For the study we have to analyze performance difference between the CPU and GPU. My problem is that i have a .cu file with only cpp code and a .cpp file with exactly the same code. But there is a performance difference that the .cu file run 3 times faster than the .cpp file. The .cu file will compiled by the NVCC compiler but the NVCC compiler will only compile cuda code, and there is no cuda code, so it will be compiled by the host cpp compiler. And thats my Problem. I dont unterstand the performance difference.
#include <iostream>
#include <conio.h>
#include <ctime>
#include <cuda.h>
#include <cuda_runtime.h> // Stops underlining of __global__
#include <device_launch_parameters.h> // Stops underlining of threadIdx etc.
using namespace std;
void FindClosestCPU(float3* points, int* indices, int count) {
// Base case, if there's 1 point don't do anything
if(count <= 1) return;
// Loop through every point
for(int curPoint = 0; curPoint < count; curPoint++) {
// This variable is nearest so far, set it to float.max
float distToClosest = 3.40282e38f;
// See how far it is from every other point
for(int i = 0; i < count; i++) {
// Don't check distance to itself
if(i == curPoint) continue;
float dist = sqrt((points[curPoint].x - points[i].x) *
(points[curPoint].x - points[i].x) +
(points[curPoint].y - points[i].y) *
(points[curPoint].y - points[i].y) +
(points[curPoint].z - points[i].z) *
(points[curPoint].z - points[i].z));
if(dist < distToClosest) {
distToClosest = dist;
indices[curPoint] = i;
}
}
}
}
int main()
{
// Number of points
const int count = 10000;
// Arrays of points
int *indexOfClosest = new int[count];
float3 *points = new float3[count];
// Create a list of random points
for(int i = 0; i < count; i++)
{
points[i].x = (float)((rand()%10000) - 5000);
points[i].y = (float)((rand()%10000) - 5000);
points[i].z = (float)((rand()%10000) - 5000);
}
// This variable is used to keep track of the fastest time so far
long fastest = 1000000;
// Run the algorithm 2 times
for(int q = 0; q < 2; q++)
{
long startTime = clock();
// Run the algorithm
FindClosestCPU(points, indexOfClosest, count);
long finishTime = clock();
cout<<"Run "<<q<<" took "<<(finishTime - startTime)<<" millis"<<endl;
// If that run was faster update the fastest time so far
if((finishTime - startTime) < fastest)
fastest = (finishTime - startTime);
}
// Print out the fastest time
cout<<"Fastest time: "<<fastest<<endl;
// Print the final results to screen
cout<<"Final results:"<<endl;
for(int i = 0; i < 10; i++)
cout<<i<<"."<<indexOfClosest[i]<<endl;
// Deallocate ram
delete[] indexOfClosest;
delete[] points;
_getch();
return 0;
}
The only difference between the two files, is that one is an .cu file and will be compiled by the NVCC and the other is a .cpp file and will be compiled normally by the cpp compiler.

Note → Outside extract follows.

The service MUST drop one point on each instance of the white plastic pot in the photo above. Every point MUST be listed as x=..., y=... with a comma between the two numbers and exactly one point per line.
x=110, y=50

well ,as such you are not using any cuda functions that need to run on the GPU, but you are using
float3
which is included as a part of the CUDA api and is not purely CPP, so when you change the extension to .cu, the code involvingfloat3
, will be compiled by NVCC, and as it might be different from the default cpp compiler, there are chances that a time difference may arise during execution.you might want to check this by passing a 'pure' cpp file with .cu extension to the NVCC and check the time difference, hopefully it will pass on the whole code to the default cpp compiler, and there would be no time difference when executing.